Immigration and the Executive
While President Obama’s Justice Department efforts to protect individual rights and to preserve the right of the federal government to enforce immigration law have been laudatory, a number of other significant policies of the current administration have angered pro-immigration supporters, not the least of which has been the record number of deportations that have transpired in the last three years. About 1.2 million undocumented foreign nationals have been deported since President Obama took up office, compared to almost 1.6 million deported during the eight-year Presidency of George Bush. In FY2011 alone, an unprecedented 400,000 people were deported. However, just last month, the administration took real action to provide relief for the undocumented who pose no threat to the country and who commit no crime.
Prosecutorial Discretion. A new DHS-ICE policy encouraging the exercise of prosecutorial discretion in appropriate cases was launched in mid-November – complete with fairly comprehensive guidelines and procedures – and is being piloted in Baltimore and Denver, Dec. 4 through Jan. 13, 2012. DHS (the Department of Homeland Security) had announced in June its intent to eliminate low priority cases from the immigration court dockets and instead focus its enforcement priorities on the removal of those who have broken criminal laws, threats to national security, recent border crossers, repeat violators of immigration law, and immigration court fugitives.
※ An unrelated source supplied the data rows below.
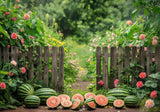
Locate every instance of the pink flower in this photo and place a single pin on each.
(14, 36)
(22, 41)
(129, 22)
(14, 18)
(142, 36)
(142, 75)
(153, 94)
(149, 103)
(7, 13)
(154, 42)
(23, 70)
(3, 85)
(13, 62)
(10, 73)
(26, 17)
(139, 84)
(101, 83)
(8, 46)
In August, DHS and ICE (Immigration and Customs Enforcement) issued a directive to ICE attorneys to review pending court cases as well as cases where a charging document had not yet been filed to determine if the agency should decide not to prosecute the case. DHS also announced the establishment of a joint DHS-DOJ working group to review the approximately 300,000 pending cases and identify cases for administrative closure. The pilot program just launched was designed to identify cases most clearly eligible and ineligible for a favorable exercise of discretion. During a six-week period, USCIS, ICE, and CBP (Customs and Border Protection) attorneys are to review cases according to the agency’s general prosecutorial discretion guidance as well as by a set of more focused criteria. Ultimately, DHS expects to implement “best practices” on an ongoing basis nationwide.
While it is still too soon to judge the results of the pilot program and the impact of the agency’s new policy, in Baltimore, at least, removal cases normally set in December and January have been scheduled well into the future. Stay tuned.
Other DHS guidance issued in November on when immigration charging documents should be issued dove-tails with its prosecutorial discretion policy.